As any mother could attest, reproduction tends to be much tougher on females than males. In birds, the energetic and nutritional cost of forming eggs, keeping them warm, and then feeding the hatchlings until they’re fledged and fending for themselves is already incredibly high, even with the male pitching in. When you throw extreme weather into the mix, her parental instincts may drive her to sacrifice even more time she could spend foraging in her short breaks off the nest towards keeping eggs warm and dry. So it’s possible the extremely wet spring and summer we’ve had so far may cost the female birds, which could ‘carry over’ to other stages of the annual cycle, like migration. But the first step is determining how to track the behavior of these skulky, secretive birds.

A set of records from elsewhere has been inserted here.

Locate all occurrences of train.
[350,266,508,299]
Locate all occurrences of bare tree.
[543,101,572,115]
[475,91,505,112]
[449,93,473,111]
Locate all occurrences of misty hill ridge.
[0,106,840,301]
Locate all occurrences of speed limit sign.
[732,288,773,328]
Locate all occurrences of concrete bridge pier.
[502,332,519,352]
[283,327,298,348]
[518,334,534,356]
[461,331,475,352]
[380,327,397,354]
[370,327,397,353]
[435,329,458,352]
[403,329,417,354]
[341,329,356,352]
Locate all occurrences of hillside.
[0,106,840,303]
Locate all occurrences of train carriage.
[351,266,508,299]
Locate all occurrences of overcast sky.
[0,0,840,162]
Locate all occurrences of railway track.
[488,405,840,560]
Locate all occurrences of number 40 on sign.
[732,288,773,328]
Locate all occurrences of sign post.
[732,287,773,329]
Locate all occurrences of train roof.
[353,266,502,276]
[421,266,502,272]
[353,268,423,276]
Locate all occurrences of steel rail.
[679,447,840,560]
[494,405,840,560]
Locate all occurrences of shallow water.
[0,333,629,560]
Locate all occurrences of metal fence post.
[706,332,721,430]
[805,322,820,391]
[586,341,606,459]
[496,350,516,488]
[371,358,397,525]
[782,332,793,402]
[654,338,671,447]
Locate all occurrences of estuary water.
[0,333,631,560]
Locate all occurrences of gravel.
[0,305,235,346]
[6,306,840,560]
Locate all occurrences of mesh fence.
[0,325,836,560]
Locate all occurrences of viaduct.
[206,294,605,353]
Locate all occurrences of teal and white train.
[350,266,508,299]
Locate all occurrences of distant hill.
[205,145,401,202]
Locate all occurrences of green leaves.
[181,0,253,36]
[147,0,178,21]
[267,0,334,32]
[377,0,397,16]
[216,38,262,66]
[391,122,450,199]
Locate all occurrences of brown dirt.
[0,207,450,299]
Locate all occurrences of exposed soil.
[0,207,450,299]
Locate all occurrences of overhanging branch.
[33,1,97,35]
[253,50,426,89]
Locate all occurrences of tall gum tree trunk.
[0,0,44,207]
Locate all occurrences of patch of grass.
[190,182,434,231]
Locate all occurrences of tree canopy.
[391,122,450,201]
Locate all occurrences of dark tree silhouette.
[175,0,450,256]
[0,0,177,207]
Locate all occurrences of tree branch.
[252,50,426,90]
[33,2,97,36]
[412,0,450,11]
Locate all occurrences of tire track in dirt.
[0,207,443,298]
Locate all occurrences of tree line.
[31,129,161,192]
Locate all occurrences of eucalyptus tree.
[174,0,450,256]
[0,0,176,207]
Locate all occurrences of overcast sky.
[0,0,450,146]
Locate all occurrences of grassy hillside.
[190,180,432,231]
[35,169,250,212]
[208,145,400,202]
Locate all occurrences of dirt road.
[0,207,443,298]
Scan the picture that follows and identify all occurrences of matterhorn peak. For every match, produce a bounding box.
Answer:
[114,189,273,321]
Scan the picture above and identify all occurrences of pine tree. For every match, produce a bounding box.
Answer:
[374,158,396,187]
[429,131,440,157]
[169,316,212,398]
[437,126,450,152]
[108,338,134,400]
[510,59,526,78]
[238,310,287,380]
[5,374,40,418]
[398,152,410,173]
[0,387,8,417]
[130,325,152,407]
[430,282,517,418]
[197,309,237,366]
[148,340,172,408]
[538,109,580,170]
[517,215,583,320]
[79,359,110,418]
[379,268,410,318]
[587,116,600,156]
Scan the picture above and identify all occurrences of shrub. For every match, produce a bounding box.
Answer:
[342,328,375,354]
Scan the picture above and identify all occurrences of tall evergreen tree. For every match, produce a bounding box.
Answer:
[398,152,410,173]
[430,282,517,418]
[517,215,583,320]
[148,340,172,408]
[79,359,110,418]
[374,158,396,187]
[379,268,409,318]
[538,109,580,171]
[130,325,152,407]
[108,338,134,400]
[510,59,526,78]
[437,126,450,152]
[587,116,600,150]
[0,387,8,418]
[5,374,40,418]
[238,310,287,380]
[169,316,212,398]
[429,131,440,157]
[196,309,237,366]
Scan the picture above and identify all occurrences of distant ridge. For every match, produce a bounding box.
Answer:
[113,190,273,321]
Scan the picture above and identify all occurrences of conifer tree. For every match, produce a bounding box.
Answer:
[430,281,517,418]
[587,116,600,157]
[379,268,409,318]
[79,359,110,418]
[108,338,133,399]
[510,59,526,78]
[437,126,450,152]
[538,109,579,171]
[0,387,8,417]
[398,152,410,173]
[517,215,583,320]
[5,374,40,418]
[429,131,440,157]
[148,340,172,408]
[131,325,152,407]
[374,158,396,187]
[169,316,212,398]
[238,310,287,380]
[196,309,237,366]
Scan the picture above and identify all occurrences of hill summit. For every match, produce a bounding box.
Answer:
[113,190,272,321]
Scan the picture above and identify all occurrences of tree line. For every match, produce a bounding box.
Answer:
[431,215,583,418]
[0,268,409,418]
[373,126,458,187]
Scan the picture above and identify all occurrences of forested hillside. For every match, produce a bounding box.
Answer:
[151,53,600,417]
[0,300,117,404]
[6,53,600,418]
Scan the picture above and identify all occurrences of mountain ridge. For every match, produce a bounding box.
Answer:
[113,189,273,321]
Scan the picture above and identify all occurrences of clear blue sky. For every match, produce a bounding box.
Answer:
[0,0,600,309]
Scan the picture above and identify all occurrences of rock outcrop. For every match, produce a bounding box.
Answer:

Gray Catbird female incubating her eggs– collected during trial for this study. I will compare the time female catbirds spend on the nest in our videos to the time estimated from the telemetry detections.
My hope is that this study will provide another tool for avian ecologists studying reproductive behavior. With luck and persistence, we may one day be able to piece together how the reproductive burden affects females season-to-season and year-to-year, and devise management practices that address the impact that severe weather events could have on them.
Acknowledgements: This research project is made possible with generous funding from the Wilson Ornithological Society and the VCE Peter Brooke Explorers Fund.